Add "when to use" to the What is Citus page (#92)

* Add "when to use" to the What is Citus page * Shorten the considerations section Note JOIN support Note query parallelization engine
citusdata · Jun 22, 2016 · e2daf9b · e2daf9b
1 parent e5df236
commit e2daf9b
Showing 1 changed file with 34 additions and 1 deletion.
diff --git a/aboutcitus/what_is_citus.rst b/aboutcitus/what_is_citus.rst
@@ -1,6 +1,39 @@
 What is Citus?
 ==============
 
-Citus horizontally scales PostgreSQL across commodity servers using sharding and replication. Its query engine parallelizes incoming SQL queries across these servers to enable real-time responses on large datasets.
+Citus horizontally scales PostgreSQL across multiple machines using sharding and replication. Its query engine parallelizes incoming SQL queries across these servers to enable human real-time (a.k.a. less than a second) responses on large datasets.
 
 Citus extends the underlying database rather than forking it, which gives developers and enterprises the power and familiarity of a traditional relational database.

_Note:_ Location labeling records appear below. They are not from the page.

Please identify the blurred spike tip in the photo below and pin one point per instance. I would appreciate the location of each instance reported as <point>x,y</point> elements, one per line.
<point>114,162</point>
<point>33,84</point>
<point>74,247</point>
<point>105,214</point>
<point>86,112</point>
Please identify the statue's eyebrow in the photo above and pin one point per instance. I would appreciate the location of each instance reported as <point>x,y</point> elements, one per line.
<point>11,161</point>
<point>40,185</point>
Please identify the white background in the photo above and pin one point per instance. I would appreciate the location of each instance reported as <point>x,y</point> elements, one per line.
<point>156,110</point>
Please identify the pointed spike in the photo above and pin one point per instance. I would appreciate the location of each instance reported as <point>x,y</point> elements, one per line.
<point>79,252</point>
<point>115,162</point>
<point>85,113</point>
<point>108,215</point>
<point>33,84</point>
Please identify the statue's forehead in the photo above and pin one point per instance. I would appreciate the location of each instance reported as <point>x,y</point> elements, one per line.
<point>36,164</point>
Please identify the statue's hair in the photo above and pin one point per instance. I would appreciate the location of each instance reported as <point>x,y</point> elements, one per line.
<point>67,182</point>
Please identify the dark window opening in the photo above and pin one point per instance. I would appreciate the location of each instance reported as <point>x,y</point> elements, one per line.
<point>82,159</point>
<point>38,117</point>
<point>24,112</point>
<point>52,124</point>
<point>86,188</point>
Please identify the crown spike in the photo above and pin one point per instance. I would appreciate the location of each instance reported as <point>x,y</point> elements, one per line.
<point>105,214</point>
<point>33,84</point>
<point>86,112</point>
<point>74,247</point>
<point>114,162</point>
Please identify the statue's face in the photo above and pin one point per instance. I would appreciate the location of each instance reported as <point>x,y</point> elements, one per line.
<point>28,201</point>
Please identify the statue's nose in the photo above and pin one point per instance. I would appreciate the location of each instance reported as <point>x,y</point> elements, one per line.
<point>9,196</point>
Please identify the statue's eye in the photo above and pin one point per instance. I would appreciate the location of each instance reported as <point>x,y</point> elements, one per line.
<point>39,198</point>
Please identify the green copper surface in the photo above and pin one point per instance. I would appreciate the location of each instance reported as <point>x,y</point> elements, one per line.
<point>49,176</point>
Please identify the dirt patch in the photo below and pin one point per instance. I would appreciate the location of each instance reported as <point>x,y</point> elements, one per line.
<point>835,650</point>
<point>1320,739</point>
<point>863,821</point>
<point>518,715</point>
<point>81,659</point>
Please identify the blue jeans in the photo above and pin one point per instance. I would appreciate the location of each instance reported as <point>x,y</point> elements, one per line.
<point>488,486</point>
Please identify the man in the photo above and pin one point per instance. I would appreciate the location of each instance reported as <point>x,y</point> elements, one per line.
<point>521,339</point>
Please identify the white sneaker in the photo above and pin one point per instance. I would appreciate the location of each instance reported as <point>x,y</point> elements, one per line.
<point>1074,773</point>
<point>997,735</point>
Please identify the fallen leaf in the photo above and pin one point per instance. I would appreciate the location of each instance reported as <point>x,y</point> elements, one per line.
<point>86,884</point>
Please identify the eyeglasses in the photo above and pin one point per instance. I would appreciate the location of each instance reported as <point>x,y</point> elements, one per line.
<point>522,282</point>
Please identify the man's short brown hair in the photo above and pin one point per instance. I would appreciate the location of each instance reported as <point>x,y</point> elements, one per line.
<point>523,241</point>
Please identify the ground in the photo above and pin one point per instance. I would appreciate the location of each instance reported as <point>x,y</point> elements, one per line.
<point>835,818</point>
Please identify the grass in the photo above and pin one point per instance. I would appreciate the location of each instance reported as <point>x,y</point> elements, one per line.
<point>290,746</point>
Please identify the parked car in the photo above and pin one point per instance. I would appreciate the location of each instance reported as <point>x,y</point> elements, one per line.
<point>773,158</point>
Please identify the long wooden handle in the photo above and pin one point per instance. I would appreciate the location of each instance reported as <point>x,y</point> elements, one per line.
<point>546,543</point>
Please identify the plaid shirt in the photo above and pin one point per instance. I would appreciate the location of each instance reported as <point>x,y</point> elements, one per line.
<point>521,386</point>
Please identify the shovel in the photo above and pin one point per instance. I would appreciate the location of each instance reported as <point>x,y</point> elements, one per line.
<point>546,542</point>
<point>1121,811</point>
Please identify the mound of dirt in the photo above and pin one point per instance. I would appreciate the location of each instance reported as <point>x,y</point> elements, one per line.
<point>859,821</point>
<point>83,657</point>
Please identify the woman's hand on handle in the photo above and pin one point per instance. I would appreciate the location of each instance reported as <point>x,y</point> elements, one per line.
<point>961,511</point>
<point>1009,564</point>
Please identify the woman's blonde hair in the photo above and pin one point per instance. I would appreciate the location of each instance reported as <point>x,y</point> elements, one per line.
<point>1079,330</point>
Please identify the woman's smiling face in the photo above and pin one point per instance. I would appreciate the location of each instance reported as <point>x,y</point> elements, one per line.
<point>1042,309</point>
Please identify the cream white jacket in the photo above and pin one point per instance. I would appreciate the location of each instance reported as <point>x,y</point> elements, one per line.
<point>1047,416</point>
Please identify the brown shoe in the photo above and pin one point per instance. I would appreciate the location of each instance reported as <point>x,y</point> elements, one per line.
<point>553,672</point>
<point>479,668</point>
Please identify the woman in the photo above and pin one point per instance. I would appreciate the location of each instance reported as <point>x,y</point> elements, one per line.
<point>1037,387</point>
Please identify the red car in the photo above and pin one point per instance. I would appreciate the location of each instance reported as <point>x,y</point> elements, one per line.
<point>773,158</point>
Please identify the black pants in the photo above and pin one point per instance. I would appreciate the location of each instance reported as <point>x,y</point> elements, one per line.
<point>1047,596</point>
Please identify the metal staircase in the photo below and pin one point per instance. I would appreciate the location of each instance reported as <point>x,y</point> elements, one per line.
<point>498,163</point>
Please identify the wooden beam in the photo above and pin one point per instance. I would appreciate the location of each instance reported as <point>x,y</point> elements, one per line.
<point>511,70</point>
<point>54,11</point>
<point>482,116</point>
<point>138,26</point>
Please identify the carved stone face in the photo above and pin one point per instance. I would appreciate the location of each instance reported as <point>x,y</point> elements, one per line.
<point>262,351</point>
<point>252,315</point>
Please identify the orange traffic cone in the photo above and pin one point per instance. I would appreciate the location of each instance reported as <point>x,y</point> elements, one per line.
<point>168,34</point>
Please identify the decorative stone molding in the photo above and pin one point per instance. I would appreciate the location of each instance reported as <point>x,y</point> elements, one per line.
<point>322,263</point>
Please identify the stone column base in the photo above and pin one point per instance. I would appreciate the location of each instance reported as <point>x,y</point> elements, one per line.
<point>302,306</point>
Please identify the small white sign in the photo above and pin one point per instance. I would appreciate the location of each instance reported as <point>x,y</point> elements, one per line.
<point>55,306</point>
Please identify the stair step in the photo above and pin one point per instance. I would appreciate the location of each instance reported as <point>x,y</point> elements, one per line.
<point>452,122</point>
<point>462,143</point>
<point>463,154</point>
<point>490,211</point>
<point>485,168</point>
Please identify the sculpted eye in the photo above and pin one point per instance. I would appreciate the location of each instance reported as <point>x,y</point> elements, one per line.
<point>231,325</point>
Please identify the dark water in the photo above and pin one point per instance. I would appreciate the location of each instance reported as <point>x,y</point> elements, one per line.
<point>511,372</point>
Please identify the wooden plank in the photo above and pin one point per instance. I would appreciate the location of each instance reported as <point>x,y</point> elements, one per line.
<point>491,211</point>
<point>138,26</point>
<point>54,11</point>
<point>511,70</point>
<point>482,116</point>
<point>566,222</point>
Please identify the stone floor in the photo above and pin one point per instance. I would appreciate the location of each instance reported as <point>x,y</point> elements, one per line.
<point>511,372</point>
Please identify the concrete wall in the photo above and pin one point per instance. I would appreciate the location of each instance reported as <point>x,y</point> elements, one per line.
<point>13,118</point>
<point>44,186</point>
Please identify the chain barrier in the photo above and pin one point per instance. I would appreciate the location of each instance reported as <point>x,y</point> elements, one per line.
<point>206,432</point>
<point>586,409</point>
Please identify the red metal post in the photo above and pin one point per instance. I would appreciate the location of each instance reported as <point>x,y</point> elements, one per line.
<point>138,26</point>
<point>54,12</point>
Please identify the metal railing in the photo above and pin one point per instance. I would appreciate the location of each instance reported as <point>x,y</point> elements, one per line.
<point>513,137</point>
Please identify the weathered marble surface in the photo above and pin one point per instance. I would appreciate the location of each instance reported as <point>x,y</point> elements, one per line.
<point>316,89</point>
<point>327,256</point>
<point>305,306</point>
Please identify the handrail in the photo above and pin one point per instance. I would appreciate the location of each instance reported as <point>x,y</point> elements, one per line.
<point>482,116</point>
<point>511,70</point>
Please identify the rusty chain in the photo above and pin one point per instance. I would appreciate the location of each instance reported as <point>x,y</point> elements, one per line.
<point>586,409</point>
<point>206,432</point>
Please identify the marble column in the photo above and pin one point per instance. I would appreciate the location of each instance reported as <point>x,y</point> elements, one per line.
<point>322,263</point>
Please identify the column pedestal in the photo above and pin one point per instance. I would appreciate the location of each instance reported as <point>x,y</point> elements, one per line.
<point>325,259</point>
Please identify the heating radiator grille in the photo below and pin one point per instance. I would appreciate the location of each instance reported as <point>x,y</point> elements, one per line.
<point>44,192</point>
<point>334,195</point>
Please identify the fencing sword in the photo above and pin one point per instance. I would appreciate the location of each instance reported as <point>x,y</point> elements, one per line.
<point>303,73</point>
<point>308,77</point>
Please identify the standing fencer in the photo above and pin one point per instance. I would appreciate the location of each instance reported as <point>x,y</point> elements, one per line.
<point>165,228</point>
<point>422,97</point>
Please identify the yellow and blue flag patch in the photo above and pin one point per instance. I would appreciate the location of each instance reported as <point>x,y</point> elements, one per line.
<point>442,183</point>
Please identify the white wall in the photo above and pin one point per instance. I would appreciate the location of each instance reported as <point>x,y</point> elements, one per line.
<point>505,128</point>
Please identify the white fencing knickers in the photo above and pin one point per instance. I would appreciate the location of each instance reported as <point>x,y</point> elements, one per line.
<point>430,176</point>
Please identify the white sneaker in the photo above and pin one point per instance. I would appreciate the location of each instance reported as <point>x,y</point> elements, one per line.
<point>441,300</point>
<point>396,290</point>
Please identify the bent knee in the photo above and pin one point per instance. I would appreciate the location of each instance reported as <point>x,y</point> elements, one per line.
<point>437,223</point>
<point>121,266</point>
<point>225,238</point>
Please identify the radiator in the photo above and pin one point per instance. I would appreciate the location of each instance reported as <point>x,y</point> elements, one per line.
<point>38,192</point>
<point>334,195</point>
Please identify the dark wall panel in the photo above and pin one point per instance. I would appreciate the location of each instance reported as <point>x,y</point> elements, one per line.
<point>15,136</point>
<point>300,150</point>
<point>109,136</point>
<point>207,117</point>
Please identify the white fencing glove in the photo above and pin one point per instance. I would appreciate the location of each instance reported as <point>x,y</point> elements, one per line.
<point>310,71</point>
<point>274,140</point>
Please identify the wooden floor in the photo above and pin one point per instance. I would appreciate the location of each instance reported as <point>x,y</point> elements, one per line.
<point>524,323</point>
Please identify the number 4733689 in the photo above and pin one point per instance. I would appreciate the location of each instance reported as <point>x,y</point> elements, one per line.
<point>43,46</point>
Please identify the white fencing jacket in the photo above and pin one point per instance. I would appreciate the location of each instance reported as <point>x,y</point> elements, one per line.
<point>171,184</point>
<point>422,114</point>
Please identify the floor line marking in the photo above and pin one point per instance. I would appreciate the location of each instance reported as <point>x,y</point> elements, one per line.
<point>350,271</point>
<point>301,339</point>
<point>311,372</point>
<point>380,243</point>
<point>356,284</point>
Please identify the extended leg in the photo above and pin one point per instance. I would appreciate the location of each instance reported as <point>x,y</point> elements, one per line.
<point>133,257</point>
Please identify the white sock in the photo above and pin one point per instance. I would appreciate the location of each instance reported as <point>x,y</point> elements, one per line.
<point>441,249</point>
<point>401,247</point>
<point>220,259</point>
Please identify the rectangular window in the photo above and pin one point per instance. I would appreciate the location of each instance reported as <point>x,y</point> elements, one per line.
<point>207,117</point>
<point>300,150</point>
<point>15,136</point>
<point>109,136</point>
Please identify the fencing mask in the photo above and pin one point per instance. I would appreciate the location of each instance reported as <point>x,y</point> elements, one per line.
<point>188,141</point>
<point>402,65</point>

As an extension, Citus supports new PostgreSQL releases, allowing users to benefit from new features while maintaining compatibility with existing PostgreSQL tools.
+
+When to Use Citus
+-----------------
+
+Example use cases:
+
+* Analytic dashboards with subsecond response times
+* Exploratory queries on unfolding events, including JOIN queries
+* Aggregate reports on large archives
+* Analyzing sessions with funnels, segmentation, and cohorts
+* Extending a data warehouse with real-time capabilities
+
+For concrete examples check out our customer `use cases <https://www.citusdata.com/solutions/case-studies>`_. Typical Citus workloads are operational, with aggregate queries and no long-lived transactions.
+
+Considerations for Use
+----------------------
+
+Although Citus extends PostgreSQL with distributed functionality, it is not a drop-in replacement that scales out all workloads. A performant Citus cluster involves thinking about the data model, tooling, and choice of SQL features used.
+
+Data models that have fewer tables (<10) work much better than those that have hundreds of tables. This is a property of distributed systems: the more tables, the more distributed dependencies.
+
+A good way to think about tool and SQL feature coverage is the following: if your workload aligns with use-cases noted in the "When to use Citus" section and you happen to run into an unsupported query or tool, then there’s usually a good workaround.
+
+When Citus is Inappropriate
+---------------------------
+
+Workloads which require a large (non-aggregated) flow of information between nodes generally do not work as well. For instance:
+
+* Traditional data warehousing with long, free-form SQL
+* Distributed transactions across multiple shards
+* Queries that return data-heavy ETL results rather than summaries
+
+These constraints come from the fact that we operate across many nodes (as compared to a single node database), giving you easy horizontal scaling as well as high availability.